For electric cars, this software monitors battery temperature, health and power distribution to maximize range and controls brake regeneration. And because modern cars are connected to the internet, this software acts as a core firewall to block hackers from accessing the steering or braking controls.

And a wide range of rival cars will now be using exactly the same system under the skin. Because Eclipse S-Core is an open-source code blueprint, it is up to each individual car company to decide which models get it first – but there seems to be little hesitation.

BMW intends to debut it in its forthcoming Neue Klasse generation of electric vehicles like the iX3 and the electric 3-Series . Mini's future electric hatchbacks will follow shortly after.

Mercedes-Benz is heavily investing in its own luxury interface, calling it an operating system (MB.OS), but using the shared Eclipse S-Core code as the hidden, deep-safety foundation underneath that system. It will be starting with future generations of the Mercedes CLA , C-Class and E-Class electric models.

The triple-screen dashboard of the Audi SQ6 e-tron shows the digital loads that the underlying operating system of a modern car has to handle
The triple-screen dashboard of the Audi SQ6 e-tron shows the digital loads that the underlying operating system of a modern car has to handle

The Volkswagen Group has struggled with its internal software division (Cariad) for years. So for VW, Eclipse S-Core is a lifeline. Expect shared software to debut in premium electric SUVs like the Audi Q6 e-tron and future electric Porsche Macan/Taycan updates, before eventually trickling down to cars like the VW ID.4 and Golf. VW's commercial truck division, Traton (which makes Scania and MAN trucks), has also signed up to use it.

Stellantis (Vauxhall, Peugeot, Citroën, Fiat, Jeep, Alfa Romeo) caters more to budget-conscious drivers so is hoping this shared system will slash the cost of building affordable electric cars. You will likely see it running silently behind the dashboards of future generations of the Peugeot 3008, Vauxhall Corsa Electric and the Fiat Grande Panda.
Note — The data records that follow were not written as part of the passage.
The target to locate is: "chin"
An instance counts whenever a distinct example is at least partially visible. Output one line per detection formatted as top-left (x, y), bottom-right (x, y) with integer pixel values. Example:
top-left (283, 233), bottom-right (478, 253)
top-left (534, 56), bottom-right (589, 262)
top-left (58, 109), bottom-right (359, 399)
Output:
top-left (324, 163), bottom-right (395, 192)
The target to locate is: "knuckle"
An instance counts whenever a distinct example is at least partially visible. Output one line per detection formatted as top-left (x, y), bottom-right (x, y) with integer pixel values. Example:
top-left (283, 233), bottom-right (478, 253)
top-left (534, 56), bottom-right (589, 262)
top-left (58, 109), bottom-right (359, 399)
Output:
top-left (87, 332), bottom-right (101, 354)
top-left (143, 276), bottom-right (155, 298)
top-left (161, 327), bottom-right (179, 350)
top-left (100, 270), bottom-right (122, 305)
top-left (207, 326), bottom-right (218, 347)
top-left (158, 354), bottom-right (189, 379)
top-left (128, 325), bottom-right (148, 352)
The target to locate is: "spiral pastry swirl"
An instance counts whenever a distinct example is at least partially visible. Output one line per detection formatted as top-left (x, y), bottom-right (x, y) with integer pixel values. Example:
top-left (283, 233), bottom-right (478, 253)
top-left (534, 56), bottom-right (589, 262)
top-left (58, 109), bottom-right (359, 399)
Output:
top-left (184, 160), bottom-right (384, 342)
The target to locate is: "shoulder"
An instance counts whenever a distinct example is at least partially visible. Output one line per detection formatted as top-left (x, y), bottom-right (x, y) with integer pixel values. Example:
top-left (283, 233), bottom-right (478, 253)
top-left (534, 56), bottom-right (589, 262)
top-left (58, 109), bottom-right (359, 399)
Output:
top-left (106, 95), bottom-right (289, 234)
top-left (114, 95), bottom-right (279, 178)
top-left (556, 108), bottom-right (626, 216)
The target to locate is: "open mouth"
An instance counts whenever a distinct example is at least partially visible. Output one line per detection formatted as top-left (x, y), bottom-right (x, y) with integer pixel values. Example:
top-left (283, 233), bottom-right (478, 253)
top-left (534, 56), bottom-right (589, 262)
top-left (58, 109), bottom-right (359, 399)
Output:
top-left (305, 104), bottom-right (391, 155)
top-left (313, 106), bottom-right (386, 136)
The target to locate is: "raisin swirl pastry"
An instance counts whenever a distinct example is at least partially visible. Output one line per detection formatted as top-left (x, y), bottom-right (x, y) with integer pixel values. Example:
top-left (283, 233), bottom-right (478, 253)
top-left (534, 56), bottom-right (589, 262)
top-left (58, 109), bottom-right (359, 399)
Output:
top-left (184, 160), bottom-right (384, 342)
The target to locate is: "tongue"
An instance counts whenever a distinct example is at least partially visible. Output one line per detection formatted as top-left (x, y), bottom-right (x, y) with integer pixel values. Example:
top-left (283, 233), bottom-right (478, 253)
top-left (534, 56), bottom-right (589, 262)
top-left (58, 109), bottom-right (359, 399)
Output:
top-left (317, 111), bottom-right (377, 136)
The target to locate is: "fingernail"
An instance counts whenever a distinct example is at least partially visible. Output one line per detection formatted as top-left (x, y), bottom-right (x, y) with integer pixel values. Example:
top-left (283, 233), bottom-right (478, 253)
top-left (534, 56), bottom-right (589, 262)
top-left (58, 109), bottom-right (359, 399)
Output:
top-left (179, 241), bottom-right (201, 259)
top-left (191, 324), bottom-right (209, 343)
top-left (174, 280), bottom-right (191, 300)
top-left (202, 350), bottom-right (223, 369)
This month is the first time these global heavyweight companies have openly acknowledged they could no longer afford to build software-defined vehicles entirely on their own and effectively admitted that nimble Chinese rivals are out-developing them.

Instead of Mercedes, BMW and VW each spending billions writing separate code to handle basics like telling a steering wheel sensor how to talk to a braking sensor, they are pooling their tech to create this shared, public blueprint. For months, critics said this was just corporate talk and that a committee of rival car companies could never agree on anything, let alone complicated computer code.

But a recent live demonstration at the Bosch Connected World event in Berlin saw ETAS code plugged into actual car components, showing that what it called the "Vehicle Software Platform Suite" can safely handle complex, real-life tasks. This included processing camera data, controlling car stability and downloading over-the-air updates without glitching across the systems of entirely different car brands.